Em poucas palavras, os EUA estão tentando limitar os preços do petróleo a níveis diminuir do que as atuais altas taxas de mercado geradas pela guerra na Ucrânia para aliviar a suavidade no crescimento econômico global que elas geraram. No entanto, ao mesmo tempo, os EUA estão tentando estabelecer um nível de preço para o petróleo que seja justo superior do que os custos de produção de petróleo russo, de modo a não remover os suprimentos de petróleo russo do mercado mundial que, de outra forma, exacerbariam a queda no crescimento do PIB global. Esse conjunto emaranhado de objetivos de tentar “ter o seu bolo e comê-lo também” é uma das principais razões pelas quais os aliados não assinaram o programa de Washington.

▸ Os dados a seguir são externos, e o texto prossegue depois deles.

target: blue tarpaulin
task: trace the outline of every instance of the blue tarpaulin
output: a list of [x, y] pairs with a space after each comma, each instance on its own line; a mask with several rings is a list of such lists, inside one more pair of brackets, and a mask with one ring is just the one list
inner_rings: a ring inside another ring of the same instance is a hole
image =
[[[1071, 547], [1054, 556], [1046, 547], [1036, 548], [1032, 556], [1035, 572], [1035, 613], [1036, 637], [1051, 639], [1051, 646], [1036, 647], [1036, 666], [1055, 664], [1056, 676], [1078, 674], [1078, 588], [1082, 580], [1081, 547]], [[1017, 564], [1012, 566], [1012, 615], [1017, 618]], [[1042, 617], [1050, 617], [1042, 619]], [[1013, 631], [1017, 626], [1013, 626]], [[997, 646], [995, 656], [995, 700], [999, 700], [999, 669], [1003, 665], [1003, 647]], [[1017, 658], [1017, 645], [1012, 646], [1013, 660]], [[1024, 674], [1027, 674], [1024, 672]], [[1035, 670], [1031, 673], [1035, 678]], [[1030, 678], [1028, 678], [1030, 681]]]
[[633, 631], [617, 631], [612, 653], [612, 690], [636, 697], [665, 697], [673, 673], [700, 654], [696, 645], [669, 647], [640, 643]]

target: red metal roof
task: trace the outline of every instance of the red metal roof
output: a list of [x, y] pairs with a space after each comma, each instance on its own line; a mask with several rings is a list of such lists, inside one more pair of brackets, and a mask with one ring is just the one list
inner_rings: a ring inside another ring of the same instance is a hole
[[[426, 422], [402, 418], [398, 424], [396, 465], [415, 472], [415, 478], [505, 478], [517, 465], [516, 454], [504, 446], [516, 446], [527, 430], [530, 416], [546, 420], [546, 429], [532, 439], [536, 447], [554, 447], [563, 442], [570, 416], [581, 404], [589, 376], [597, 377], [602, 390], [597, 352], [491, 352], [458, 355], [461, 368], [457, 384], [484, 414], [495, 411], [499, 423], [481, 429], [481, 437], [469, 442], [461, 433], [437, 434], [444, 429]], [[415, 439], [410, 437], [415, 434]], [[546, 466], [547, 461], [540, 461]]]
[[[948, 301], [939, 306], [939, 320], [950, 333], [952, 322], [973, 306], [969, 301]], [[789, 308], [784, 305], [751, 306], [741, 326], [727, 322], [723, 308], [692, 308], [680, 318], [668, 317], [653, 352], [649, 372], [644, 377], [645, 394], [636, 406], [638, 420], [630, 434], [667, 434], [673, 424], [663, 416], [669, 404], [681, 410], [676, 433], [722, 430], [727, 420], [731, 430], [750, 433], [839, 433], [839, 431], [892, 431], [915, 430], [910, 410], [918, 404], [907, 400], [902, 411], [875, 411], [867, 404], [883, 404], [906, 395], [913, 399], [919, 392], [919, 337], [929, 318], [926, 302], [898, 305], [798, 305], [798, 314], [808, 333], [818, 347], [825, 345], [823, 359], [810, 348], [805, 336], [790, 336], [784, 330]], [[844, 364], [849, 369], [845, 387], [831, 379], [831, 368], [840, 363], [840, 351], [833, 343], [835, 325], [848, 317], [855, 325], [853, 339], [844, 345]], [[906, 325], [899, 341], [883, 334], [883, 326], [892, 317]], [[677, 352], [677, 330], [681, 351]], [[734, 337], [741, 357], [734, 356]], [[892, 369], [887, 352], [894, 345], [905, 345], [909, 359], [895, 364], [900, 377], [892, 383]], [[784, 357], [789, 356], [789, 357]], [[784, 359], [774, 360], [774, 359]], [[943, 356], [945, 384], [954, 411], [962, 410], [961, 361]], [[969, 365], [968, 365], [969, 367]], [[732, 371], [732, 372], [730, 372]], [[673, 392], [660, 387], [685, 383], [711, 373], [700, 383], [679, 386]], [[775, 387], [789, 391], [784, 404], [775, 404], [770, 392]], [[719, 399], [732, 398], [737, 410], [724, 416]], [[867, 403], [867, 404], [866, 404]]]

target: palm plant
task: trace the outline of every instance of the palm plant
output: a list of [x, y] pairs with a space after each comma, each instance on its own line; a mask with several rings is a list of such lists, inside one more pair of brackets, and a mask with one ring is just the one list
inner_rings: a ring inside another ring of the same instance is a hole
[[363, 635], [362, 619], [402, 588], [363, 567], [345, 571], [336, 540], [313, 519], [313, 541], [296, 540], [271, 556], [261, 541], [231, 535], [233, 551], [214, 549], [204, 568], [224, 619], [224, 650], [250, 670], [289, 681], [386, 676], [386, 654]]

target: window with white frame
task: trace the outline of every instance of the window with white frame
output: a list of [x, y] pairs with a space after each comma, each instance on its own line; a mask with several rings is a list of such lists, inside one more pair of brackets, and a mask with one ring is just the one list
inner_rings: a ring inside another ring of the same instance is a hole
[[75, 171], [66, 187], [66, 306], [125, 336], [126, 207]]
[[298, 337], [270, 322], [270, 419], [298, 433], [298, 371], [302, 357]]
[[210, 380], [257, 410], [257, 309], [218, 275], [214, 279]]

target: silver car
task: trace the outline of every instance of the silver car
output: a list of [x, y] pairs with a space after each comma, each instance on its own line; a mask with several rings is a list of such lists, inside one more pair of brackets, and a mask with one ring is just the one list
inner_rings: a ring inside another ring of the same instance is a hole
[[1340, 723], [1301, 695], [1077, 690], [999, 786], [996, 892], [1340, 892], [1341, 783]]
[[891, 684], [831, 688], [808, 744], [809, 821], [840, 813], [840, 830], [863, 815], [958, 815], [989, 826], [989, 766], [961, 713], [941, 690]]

Formuladores e executores experientes de formulação de políticas públicas conhecem bem a regra de ouro para o sucesso: se o desenho de uma iniciativa é excessivamente complexo; sua lógica não pode ser expressa de maneira convincentemente intuitiva onde a ligação entre causa e efeito é abundantemente evidente; e seu funcionamento carece de transparência suficiente, essa é sua sentença de morte.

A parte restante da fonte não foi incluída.